The stock market is paying the price right now, as well. What you are seeing is the early stage of a precipitous and persistent third-wave decline in equities; one that will have investors baffled and wondering what happened. Precious metals, after a run that had most investors thinking the sky was the limit, have begun their initial splat (although "helicopter" Ben Bernanke could conceivably revive the precious metals trade if he pushes the liquidity button again when the real economy falters). The last leg of the recent metals run was built on the availability of liquidity, hedge fund trading and pure speculation, not fundamentals of the marketplace, and leveraged speculators will learn the hard way that even those markets can indeed fall and fall hard. (Note: After the long post-bubble shakeout is complete, we expect precious metals to be a particularly good investment).
Using history as our guide, our call is for a grinding asset deflation, a painful credit contraction, a potentially severe liquidity crisis (exacerbated by our country's currently negative savings rate) and an astonishing percentage decline in real estate values over the next ten years. The stock market is in the early throes of falling victim to the same fate.

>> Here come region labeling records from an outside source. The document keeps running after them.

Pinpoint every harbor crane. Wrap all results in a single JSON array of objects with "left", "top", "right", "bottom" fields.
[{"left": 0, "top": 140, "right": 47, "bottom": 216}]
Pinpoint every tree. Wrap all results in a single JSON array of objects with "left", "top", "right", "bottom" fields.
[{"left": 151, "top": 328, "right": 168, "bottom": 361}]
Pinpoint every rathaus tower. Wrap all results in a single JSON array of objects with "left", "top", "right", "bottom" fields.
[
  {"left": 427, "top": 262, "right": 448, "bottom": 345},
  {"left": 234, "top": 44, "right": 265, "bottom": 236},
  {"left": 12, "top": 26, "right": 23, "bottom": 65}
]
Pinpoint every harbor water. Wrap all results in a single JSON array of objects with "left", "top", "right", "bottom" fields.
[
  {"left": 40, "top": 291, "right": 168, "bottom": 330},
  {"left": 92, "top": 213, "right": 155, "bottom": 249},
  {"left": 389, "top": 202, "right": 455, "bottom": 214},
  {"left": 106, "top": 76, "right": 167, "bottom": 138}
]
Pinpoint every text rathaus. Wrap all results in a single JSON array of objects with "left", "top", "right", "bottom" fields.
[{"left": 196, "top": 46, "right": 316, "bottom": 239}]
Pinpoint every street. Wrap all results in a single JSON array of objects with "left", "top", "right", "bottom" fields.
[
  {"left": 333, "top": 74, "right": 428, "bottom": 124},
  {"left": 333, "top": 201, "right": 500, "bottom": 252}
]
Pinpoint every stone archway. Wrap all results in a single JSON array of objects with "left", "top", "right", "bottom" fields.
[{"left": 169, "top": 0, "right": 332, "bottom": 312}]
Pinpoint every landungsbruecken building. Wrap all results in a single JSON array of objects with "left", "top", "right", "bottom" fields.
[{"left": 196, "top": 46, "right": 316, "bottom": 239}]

If you currently hold investment real estate, it will likely serve you well to sell it immediately. Those who work to eliminate debt and maintain cash positions in the coming environment will see the buying power of that cash increase substantially relative to other asset classes, and those investors will eventually position themselves to buy assets at substantial discounts. For maximum protection, cash can be held in treasury money funds (T. Rowe Price offers one currently yielding 4.09%: http://www.troweprice.com/gcFiles/pdf/trust.pdf?ft=PR&from). Not an investment return to write home to mother about, true, but one that will look quite strong when contracting credit lays waste to overly extended investment vehicles.